La víspera de la vuelta del conde, Sonia notó que Natasha permanecía sentada toda la mañana junto a la ventana de la sala, como si esperara algo, y que hacía señas a un militar que pasaba en coche a quien Sonia tomó por Anatole.
Desde entonces observó con mayor atención a Natasha y la notó muy rara durante la comida y el resto de la tarde. Respondía desatinadamente a las preguntas, comenzaba frases que luego no concluía y se reía de todo.
Después del té Sonia sorprendió a una doncella que aguardaba indecisa a Natasha a la entrada de su habitación. La dejó pasar y, acercándose a la puerta, supo que era portadora de otra carta.
Entonces cayó en la cuenta de que Natasha debía estar maquinando algún horrible proyecto para aquella tarde. Llamó a la puerta, pero Natasha no la dejó entrar.
“Va a escaparse con él —pensó Sonia—. Es capaz de todo. Hoy tenía una expresión más lastimera y resuelta. Lloró al despedirse del tío. Sí, es cierto, está dispuesta a huir con él. ¿Qué voy a hacer yo, Dios mío? —y Sonia trataba de recordar todos los indicios que pudieran delatar el propósito de Natasha—. El conde no está. ¿Escribir a Kuraguin, pidiéndole explicaciones? ¿Pero quién puede obligarlo a responder? ¿Y si escribiera a Pierre, como me rogó el príncipe Andréi que hiciese en caso de desgracia? Pero tal vez Natasha haya roto su compromiso con Bolkonski (ayer envió una carta a la princesa María…). Si al menos estuviera el tiíto…”
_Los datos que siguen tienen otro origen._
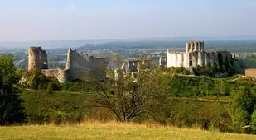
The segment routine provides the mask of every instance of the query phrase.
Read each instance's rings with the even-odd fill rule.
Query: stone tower
[[[47,54],[41,47],[30,47],[28,49],[28,71],[48,69]]]

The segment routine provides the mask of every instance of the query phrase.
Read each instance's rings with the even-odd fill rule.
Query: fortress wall
[[[89,57],[90,71],[89,76],[91,79],[94,80],[105,80],[106,79],[106,69],[107,63],[104,58]]]
[[[143,65],[146,69],[152,69],[153,68],[153,62],[152,60],[143,60]]]
[[[161,66],[161,67],[166,67],[167,66],[167,58],[161,57],[159,58],[159,66]]]
[[[42,64],[42,69],[48,69],[48,57],[47,57],[47,53],[46,51],[43,50],[42,51],[42,60],[41,60],[41,64]]]
[[[190,50],[190,43],[186,43],[186,53],[188,53]]]
[[[194,51],[198,51],[199,48],[198,48],[198,42],[193,42],[194,43]]]
[[[183,66],[184,56],[183,54],[177,54],[177,67]]]
[[[194,51],[194,43],[193,42],[190,42],[190,49],[189,52],[193,52]]]
[[[89,75],[90,63],[89,56],[83,56],[76,50],[69,49],[67,54],[66,69],[70,69],[70,75],[74,79],[84,79]]]
[[[208,67],[211,63],[211,58],[210,53],[205,53],[205,67]]]
[[[178,55],[176,54],[171,54],[171,58],[172,58],[172,62],[171,62],[172,66],[173,66],[173,67],[177,67],[177,66],[178,66],[178,64],[177,64],[177,62],[178,62]]]
[[[204,67],[205,62],[205,52],[198,52],[198,60],[197,65]]]
[[[183,54],[183,59],[184,59],[183,67],[187,68],[189,68],[189,63],[190,63],[189,55],[190,55],[189,53]]]
[[[48,63],[47,54],[41,47],[30,47],[28,49],[28,71],[33,69],[47,69],[48,63],[44,65],[44,60]]]
[[[57,78],[62,83],[66,82],[70,78],[69,70],[43,69],[41,70],[41,73],[46,77]]]
[[[198,52],[193,52],[192,54],[192,67],[198,65]]]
Decírselo a María Dmítrievna, que tanta confianza tenía en Natasha, le parecía horrible.
“Pero, de cualquier manera —siguió pensando en el oscuro pasillo—, éste es el momento de demostrar que recuerdo los beneficios de esta familia y que amo a Nikolái. No me iré de aquí aunque tenga que pasar tres noches en vela. Impediré que salga, aunque tenga que emplear la fuerza. No permitiré que caiga esta vergüenza sobre su familia.”